Personalised cancer diagnosis
This is how Tempus AI describes its mission: “Our goal is to embed AI, including generative AI, throughout every aspect of diagnostics to enable physicians and researchers to make personalised, data-driven decisions that improve patient care.”
The firm’s technology analyses medical data to make sure patients are on the right therapy at the right time. Cancer is its predominant focus.
The company’s CEO is Eric Lefkofsky, who co-founded Groupon back in the day. Following his wife’s cancer diagnosis, he was perplexed at how little personal data informed her treatment. So he founded Tempus, meaning there’s a real purpose underpinning the company, which I like.
It raised $410m going public and other blue-chip backers include Softbank and Scottish Mortgage Investment Trust.
How fast is it growing?
The company generates revenue through genomics diagnostics tests and by charging pharmaceutical companies that want access to its vast library of clinical oncology insights. Revenue from its direct AI applications is so far minimal.
Around 95% of the world’s top 20 pharma firms have used its products. And it now has partnerships with over 200 healthcare companies, including AstraZeneca and GSK.
I’m fascinated by the potential of its Tempus One product. This is an AI-powered clinical assistant trained on vast amounts of genomic data that provides insights to physicians directly at their fingertips. It allows for real-time decision-making at the point of care.
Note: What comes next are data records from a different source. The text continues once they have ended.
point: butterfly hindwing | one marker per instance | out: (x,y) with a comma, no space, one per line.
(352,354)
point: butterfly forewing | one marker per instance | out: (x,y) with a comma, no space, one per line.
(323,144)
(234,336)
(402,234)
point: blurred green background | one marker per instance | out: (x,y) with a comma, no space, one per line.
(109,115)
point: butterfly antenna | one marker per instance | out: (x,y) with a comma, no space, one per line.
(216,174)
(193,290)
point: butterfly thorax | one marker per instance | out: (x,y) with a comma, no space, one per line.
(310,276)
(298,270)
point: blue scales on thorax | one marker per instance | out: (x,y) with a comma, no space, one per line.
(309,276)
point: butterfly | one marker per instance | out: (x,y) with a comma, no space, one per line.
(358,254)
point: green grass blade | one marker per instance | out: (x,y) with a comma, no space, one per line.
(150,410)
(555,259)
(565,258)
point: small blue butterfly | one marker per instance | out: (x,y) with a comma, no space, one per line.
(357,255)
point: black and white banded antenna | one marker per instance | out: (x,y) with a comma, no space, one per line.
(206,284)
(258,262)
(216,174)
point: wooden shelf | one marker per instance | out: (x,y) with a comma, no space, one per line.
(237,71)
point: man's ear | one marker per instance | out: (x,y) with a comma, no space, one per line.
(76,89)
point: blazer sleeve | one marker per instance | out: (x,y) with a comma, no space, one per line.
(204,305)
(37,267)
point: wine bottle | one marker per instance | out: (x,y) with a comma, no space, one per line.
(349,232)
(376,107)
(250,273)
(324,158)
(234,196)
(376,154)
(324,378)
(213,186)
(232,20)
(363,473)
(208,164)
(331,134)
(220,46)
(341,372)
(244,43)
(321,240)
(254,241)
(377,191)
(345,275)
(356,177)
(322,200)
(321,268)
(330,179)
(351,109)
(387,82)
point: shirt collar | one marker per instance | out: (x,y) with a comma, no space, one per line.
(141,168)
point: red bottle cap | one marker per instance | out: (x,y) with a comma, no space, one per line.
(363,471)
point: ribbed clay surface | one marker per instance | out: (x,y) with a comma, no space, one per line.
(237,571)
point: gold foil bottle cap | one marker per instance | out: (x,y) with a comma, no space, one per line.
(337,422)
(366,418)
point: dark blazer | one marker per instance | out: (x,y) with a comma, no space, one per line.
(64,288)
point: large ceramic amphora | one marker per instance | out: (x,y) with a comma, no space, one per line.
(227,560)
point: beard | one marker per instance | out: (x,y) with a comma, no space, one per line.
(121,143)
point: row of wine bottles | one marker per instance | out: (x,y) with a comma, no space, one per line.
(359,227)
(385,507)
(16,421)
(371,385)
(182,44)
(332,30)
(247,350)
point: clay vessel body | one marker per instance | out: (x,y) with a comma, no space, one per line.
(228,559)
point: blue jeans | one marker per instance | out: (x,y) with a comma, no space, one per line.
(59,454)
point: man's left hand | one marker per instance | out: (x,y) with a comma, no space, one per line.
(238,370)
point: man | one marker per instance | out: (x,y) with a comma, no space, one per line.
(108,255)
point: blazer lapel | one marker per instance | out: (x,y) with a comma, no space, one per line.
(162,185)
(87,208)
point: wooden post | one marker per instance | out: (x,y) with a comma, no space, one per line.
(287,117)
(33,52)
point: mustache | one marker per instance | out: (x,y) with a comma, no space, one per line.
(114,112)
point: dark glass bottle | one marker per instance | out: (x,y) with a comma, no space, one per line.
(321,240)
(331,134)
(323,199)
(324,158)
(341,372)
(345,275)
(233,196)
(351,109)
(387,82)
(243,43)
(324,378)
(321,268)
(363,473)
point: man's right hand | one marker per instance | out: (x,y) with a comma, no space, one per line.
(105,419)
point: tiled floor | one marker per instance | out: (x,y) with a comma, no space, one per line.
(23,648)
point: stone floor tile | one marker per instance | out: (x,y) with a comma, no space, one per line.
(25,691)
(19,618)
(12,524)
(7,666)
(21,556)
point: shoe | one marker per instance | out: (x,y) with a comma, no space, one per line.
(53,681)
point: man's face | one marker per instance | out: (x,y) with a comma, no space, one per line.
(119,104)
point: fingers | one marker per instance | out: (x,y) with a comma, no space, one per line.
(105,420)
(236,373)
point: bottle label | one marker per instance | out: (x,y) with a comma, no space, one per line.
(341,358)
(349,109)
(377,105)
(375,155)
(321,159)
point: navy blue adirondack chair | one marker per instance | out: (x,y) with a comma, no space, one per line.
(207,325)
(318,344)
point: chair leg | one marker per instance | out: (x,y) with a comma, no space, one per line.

The company is growing rapidly, as we can see below.
Annual revenue | |
2023 | $532m |
2022 | $321m |
2021 | $258m |
2020 | $188m |
Losses
However, the firm is also still loss-making, which adds risk to the investment case. Last year, it reported a net loss of $214m, down from $289m the year before.
While it expects to generate positive EBITDA in 2025, its IPO prospectus also mentions that it might need to tap investors for more cash in future. So I’d expect the stock price to be highly volatile.
In fact, we’ve already got a taste of this. After flying to $40 from its IPO price of $37, the share price fell to $23 before rebounding to $32.
This gives the company a market cap of $4.8bn and puts the stock on a price-to-sales (P/S) multiple of around eight. That looks quite pricey, despite the impressive rate of growth.
Tempted by Tempus?
I’m careful not to get too excited about any stock with an ‘AI’ after its name. There’s a growing collection of these now – C3.ai, SoundHound AI, and now Tempus AI. It’s all the rage.
Overall though, I think there’s a lot to like here. The firm puts its combined addressable markets above $200bn. And while it’s best to take such estimates with a grain of salt, growth is really strong right now.
However, it’s far too early to tell if this is the next big AI winner. Nvidia’s chips form the building blocks of AI infrastructure, whereas Tempus’s business model is promising yet still unproven.
Therefore, as things stand, I reckon there are safer growth stocks to buy today.